Review of Anne Perry and the Murder of the Century, by Peter Graham


I wish Anne Perry would write a memoir telling what it was like to have been Juliet Hulme & what the friendship with Pauline Parker felt like from within. Of course it’s Perry’s life & it’s obvious she prefers to sink Pauline & Juliet & the entire episode into oblivion. But that tragedy so long ago & far away will continue to haunt us. Anne Perry & the Murder of the Century – I much prefer the earlier title So Brilliantly Clever: Parker, Hulme & the Murder that Shocked the World – seems as good an account of the case from an external factual & legal POV as we are ever going to get. Unfortunately a society has to deal with such an event & the persons seen to be responsible according to its own cultural values, which in 20th-c. New Zealand meant a criminal trial to determine whether the girls were guilty or innocent. As there was no question that the girls had killed Pauline’s mother deliberately by striking her head with a stocking containing a brick, the only possible defence was for their counsel to try to prove that the girls were insane, & given the very narrow definition of insanity that Anglo-Saxon jurisprudence requires, not surprisingly they failed. For me the girls were not insane, but they had travelled far beyond our criteria of legal guilt & moral evil.
‘I finally see . . . that guilt & blame & responsibility aren’t the same things at all. They’re not even close,’ Natalie Haynes has her narrator remark in a novel also about a teenaged murderer (The Amber Fury, p. 105). That sums up my perplexity about the Parker/Hulme case – that our legal & ethical concepts of guilt & responsibility seem somehow irrelevant to something that could be the subject of a tragedy by Euripides. One might as well ask whether Agave & her sisters were guilty of the death of Pentheus in the Bacchae or Medea of the death of her children.
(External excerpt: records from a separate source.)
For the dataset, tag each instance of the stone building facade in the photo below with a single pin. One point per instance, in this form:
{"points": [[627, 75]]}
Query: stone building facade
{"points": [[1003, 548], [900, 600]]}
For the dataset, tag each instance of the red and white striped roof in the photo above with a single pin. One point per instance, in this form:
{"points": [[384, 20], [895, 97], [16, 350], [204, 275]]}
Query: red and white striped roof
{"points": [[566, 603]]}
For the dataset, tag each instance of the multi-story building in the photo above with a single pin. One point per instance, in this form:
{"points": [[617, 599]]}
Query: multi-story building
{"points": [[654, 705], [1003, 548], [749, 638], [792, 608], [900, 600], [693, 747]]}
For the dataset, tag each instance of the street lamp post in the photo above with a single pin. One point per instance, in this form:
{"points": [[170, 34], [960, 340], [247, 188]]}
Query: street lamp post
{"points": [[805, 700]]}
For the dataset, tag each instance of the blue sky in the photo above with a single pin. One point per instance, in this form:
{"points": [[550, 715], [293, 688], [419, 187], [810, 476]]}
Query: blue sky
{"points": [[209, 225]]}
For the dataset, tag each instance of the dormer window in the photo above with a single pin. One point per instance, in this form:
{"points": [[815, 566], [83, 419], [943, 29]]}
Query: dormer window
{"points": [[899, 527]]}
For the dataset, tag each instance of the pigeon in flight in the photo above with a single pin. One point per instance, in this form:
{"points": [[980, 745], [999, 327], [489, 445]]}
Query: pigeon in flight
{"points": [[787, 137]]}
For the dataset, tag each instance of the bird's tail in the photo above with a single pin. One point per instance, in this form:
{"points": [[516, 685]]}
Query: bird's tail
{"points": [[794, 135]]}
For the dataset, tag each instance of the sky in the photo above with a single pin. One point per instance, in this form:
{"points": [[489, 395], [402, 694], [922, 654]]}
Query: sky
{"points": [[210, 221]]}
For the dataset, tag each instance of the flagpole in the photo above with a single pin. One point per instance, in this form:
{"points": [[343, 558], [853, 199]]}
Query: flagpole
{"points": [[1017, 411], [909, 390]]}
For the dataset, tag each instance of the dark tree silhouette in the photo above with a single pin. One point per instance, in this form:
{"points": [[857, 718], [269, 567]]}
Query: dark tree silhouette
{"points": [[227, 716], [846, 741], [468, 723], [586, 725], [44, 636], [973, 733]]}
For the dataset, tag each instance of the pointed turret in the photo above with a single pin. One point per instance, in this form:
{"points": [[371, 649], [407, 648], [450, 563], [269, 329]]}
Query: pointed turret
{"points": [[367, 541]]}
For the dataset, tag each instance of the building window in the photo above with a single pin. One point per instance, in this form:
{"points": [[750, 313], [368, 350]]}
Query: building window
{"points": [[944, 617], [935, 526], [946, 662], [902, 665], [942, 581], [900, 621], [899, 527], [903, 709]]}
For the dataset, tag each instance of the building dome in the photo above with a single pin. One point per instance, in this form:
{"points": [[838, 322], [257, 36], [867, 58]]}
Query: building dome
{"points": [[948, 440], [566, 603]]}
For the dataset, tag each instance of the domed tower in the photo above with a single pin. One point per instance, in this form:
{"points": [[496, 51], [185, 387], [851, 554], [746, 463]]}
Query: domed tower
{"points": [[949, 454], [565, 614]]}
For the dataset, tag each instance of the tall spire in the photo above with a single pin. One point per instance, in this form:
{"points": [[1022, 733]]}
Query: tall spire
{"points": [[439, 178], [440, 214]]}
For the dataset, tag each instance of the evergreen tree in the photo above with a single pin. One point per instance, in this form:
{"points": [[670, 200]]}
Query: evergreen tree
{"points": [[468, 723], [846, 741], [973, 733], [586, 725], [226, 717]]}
A different, perhaps more ‘primitive’ culture might well had seen Gina & Deborah (as the girls had restyled themselves) as under the control of powerful daimons & been conveyed to another world where the ultimate value was preserving their relationship, which they thought they could save by killing Pauline’s mother.
Gina & Deborah constructed their own private mythology, largely out of bits & pieces of contemporary popular culture, tho’ very high quality popular culture. Among their icons were James Mason, Orson Welles, & Mario Lanza, & such films as The Prisoner of Zenda & The Third Man. Conceiving how their imaginary world collided with what we call ‘reality’ is almost like fancying the Brontë sisters murdered their father Patrick – with Emily as the ringleader! Gina even had a name for their imaginary realm, the Fourth World.
Peter Jackson’s film Heavenly Creatures, the name given the girls in one of their poems, comes as close as anything we have to letting us see what it would be like to live in the girls’ world, with the film’s strange prosthetic dancing statues representing the divinities in the girls’ pantheon. But we can hope that someday a truly excellent imaginative writer will base a novel on this story. I imagine it might be something like Donna Tartt’s The Secret History or Tana French’s The Secret Place, but even more beautiful & eerie.

One thought on “Review of Anne Perry and the Murder of the Century, by Peter Graham

  1. An excellent review Bill and you raise some interesting points about their ‘guilt’ and the system they were tired under. I thought that they were treated relatively leniently compared to what would happen these days to girls of that age, but it was a different time.